Obrigado por este duche de águas de ouro e bom fim de semana.
Um abraço.
Eduardo

isabel mendes ferreira disse...

o GRANDE.



para mim.


especial. de sempre.


para sempre.




grata Graça.



pelo muito.

Aeroporto de Alcochete disse...

Prometo que vou manter oculta a minha perspectiva actual sobre poesia.
Enfim, já vivi na cidade tempo suficiente para esquecer o campo e as pessoas, agora preciso descobrir a verdadeira forma de comunicar com o mundo.
Posso convidá-lo(a) a visitar um novo espaço?
Como a mudança é uma constante da vida, tal como o sonho, Vendo Lisboa ainda terá pouco para ver, mas anseia pela motivação decorrente da sua visita.
Obrigado

Luis Eme disse...

eu sei o que te dizer, Graça.

o Herberto continua a brilhar Primavera da poesia e tu és uma flor do jardim dos poetas...
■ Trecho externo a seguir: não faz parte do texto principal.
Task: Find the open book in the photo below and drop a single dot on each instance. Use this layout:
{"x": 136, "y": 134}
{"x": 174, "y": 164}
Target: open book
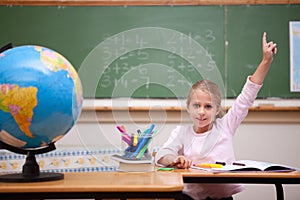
{"x": 250, "y": 165}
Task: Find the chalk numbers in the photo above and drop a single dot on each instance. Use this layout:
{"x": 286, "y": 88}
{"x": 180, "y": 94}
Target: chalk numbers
{"x": 175, "y": 58}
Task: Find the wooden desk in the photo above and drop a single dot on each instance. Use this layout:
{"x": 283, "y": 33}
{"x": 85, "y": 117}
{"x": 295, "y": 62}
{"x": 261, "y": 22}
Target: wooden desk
{"x": 198, "y": 176}
{"x": 98, "y": 185}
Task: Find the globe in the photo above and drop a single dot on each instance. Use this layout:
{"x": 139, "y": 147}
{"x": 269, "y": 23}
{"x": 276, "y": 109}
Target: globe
{"x": 40, "y": 96}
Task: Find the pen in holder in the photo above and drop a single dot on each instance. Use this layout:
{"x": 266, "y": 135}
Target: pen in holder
{"x": 137, "y": 146}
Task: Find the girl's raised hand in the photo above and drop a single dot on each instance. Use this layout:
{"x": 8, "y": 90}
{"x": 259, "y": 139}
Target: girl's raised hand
{"x": 269, "y": 49}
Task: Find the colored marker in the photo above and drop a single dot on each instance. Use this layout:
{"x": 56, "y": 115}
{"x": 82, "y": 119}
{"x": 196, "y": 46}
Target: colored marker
{"x": 144, "y": 140}
{"x": 209, "y": 165}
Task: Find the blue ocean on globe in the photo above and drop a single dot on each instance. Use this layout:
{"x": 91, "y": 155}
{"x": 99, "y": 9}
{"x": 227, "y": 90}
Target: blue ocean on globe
{"x": 40, "y": 96}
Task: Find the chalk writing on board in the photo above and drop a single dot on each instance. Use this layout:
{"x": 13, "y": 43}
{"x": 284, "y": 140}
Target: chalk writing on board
{"x": 148, "y": 57}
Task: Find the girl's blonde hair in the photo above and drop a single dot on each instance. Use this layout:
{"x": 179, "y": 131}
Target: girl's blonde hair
{"x": 211, "y": 88}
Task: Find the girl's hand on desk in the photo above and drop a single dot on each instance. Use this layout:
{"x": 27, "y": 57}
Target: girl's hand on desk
{"x": 181, "y": 162}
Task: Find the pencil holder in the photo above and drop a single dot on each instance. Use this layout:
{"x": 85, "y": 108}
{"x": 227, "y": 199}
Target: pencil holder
{"x": 139, "y": 147}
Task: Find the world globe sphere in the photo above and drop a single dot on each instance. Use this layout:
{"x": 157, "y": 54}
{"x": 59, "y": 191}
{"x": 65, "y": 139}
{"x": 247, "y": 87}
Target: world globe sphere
{"x": 40, "y": 96}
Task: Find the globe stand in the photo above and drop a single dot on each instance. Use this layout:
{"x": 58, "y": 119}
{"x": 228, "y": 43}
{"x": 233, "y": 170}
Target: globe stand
{"x": 31, "y": 170}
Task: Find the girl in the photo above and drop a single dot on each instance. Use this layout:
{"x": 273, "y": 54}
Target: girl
{"x": 209, "y": 139}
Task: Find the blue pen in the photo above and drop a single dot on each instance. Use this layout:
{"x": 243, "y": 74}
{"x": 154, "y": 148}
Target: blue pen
{"x": 144, "y": 141}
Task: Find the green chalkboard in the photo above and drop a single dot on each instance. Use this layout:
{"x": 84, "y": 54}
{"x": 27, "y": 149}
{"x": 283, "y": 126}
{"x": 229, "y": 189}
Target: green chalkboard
{"x": 244, "y": 32}
{"x": 158, "y": 51}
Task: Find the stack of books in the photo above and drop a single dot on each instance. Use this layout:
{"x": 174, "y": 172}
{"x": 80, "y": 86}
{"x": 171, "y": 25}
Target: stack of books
{"x": 127, "y": 164}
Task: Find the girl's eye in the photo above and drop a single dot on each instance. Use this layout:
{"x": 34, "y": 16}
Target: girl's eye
{"x": 196, "y": 105}
{"x": 208, "y": 106}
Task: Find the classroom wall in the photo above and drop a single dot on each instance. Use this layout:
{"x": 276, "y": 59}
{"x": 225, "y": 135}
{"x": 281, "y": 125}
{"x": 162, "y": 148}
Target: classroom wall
{"x": 259, "y": 139}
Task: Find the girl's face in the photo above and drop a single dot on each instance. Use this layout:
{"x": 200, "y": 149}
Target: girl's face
{"x": 202, "y": 110}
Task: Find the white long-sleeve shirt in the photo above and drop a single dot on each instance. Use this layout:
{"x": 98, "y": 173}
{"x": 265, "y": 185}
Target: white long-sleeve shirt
{"x": 214, "y": 145}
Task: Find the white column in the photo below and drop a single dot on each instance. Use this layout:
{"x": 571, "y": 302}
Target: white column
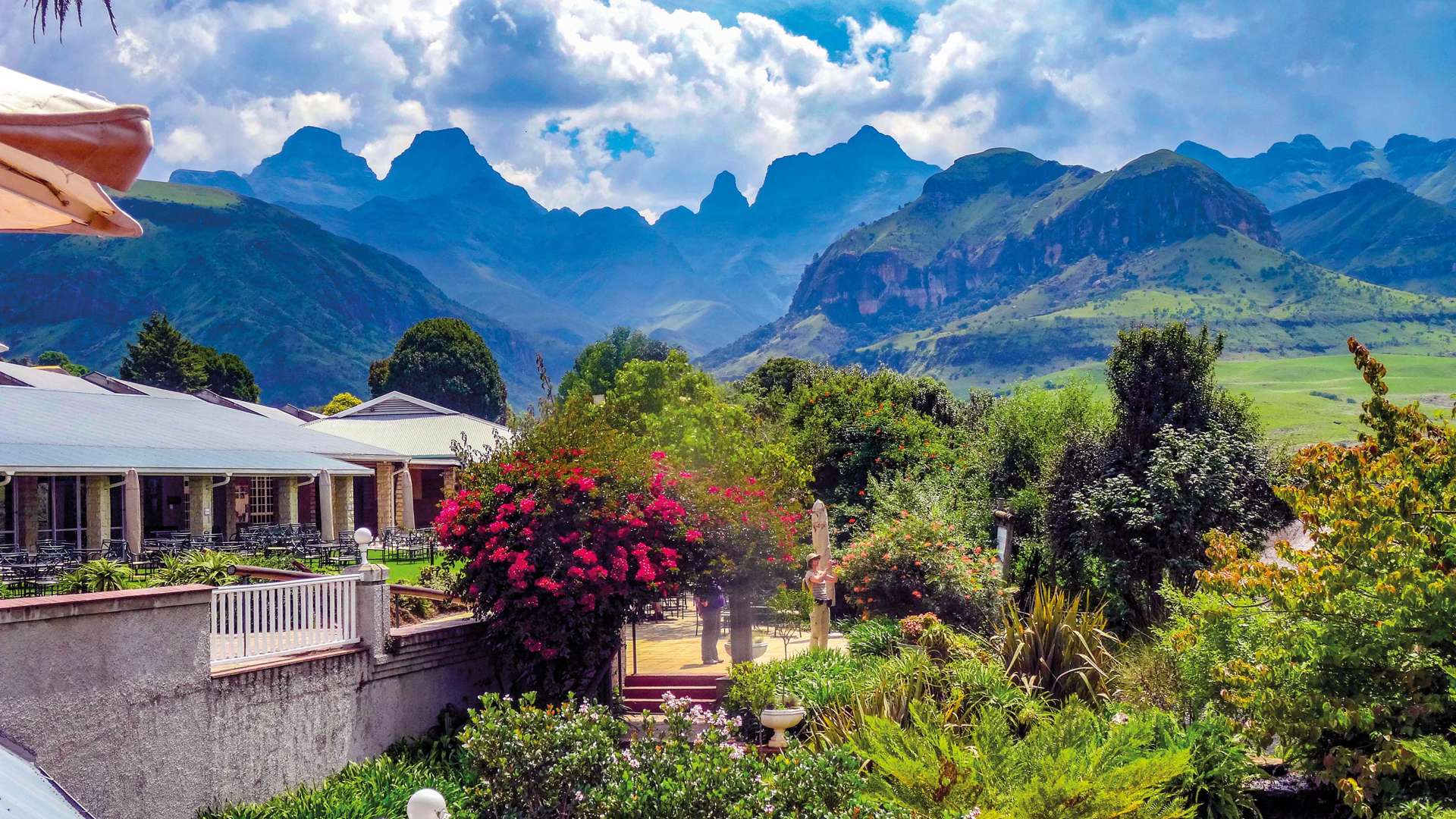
{"x": 133, "y": 512}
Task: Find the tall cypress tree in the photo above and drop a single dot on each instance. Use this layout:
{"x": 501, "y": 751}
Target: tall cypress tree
{"x": 164, "y": 357}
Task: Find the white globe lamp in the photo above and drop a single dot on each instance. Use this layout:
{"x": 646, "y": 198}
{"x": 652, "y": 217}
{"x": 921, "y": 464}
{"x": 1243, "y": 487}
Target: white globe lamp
{"x": 363, "y": 537}
{"x": 427, "y": 803}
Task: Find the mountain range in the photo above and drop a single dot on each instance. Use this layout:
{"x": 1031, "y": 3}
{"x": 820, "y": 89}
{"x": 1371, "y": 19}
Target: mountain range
{"x": 1009, "y": 265}
{"x": 1001, "y": 267}
{"x": 696, "y": 279}
{"x": 1304, "y": 168}
{"x": 306, "y": 309}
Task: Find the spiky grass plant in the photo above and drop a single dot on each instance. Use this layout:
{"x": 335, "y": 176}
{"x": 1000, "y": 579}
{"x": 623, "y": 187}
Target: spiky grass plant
{"x": 1060, "y": 648}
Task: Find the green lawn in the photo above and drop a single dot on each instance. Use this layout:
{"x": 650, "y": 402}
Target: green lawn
{"x": 402, "y": 572}
{"x": 1285, "y": 391}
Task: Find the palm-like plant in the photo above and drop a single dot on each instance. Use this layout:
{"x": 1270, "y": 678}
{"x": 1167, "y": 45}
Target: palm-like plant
{"x": 61, "y": 9}
{"x": 98, "y": 576}
{"x": 207, "y": 567}
{"x": 1072, "y": 765}
{"x": 1060, "y": 648}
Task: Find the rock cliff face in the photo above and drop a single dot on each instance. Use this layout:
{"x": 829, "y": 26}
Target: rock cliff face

http://cinzasdecarvalho.zip.net disse...

Oi, querida! Fiz lá as modificações aconselhadas. Obrigada por tudo.
Herberto Helder escreve maravilhosamente.
Escolheste belíssimo poema.
Bj. enorme.
Bárbara Carvalho.

De Amor e de Terra disse...

Ima beleza imensa, esta forma que Herberto Helder tem de sizer as coisas.
Obrigada pela partilha.

Beijo

Maria Mamede

Ailime disse...

Um poema intenso, que vou voltar a ler, para melhor saborear as palavras nele contidas!
Bem-haja.
Um beijo.

Anónimo disse...

"não sei dizer", "não sei dizer-te sem milagres", repete o poeta. Intensidades próximas do indizível, ou que têm de se expressar assim, somando imagens fantásticas, brilhantes, íntimas, surpreendentes, impossíveis de serem reduzidas a uma paráfrase. É um poema lindíssimo.

© Piedade Araújo Sol (Pity) disse...

HErberto Helder, único e inimtavél...

beij

Anónimo disse...

Palavras que vão directas ao coração...
Muito, muito lindo este poema de Herberto Helder.
Beijo.

Teresa Durães disse...

HH não é um dos poetas de minha eleição

dona tela disse...

Amoroso, amoroso é o post que acabei de fazer.

Muitos cumprimentos.

Licínia Quitério disse...

Para ler com a alma ajoelhada.

Obrigada.

Beijo.

Monte Cristo disse...

Olá, Graça

Estou a tentar voltar à vida. Talvez a poesia ajude, não sei.
Este primeiro passo, depois de uma longa e dolorosa ausência, já é - pode ser - um bom sinal.



bjs

Parapeito disse...

Excelente escolha O Helder merece:)

Gostei de o reler aqui ****

Elizabeth F. de Oliveira disse...

Lindo, Graça, quanta poesia em tão pouca prosa. Poesia suficiente para transbordar o meu coração.
Tu consegues transformar 'Em seara alheia' em um momento de raro prazer.
Beijo grande.

L.N. disse...

Herberto Helder é o maior dos poetas vivos a escrever em português, na minha opinião.



"Ou o poema contínuo" tenho procurado e procurado e procurado e não encontro em lugar algum. Graça, por acaso sabe de algum cantinho que possa ter esta reliquia que tanto gostaria de ter?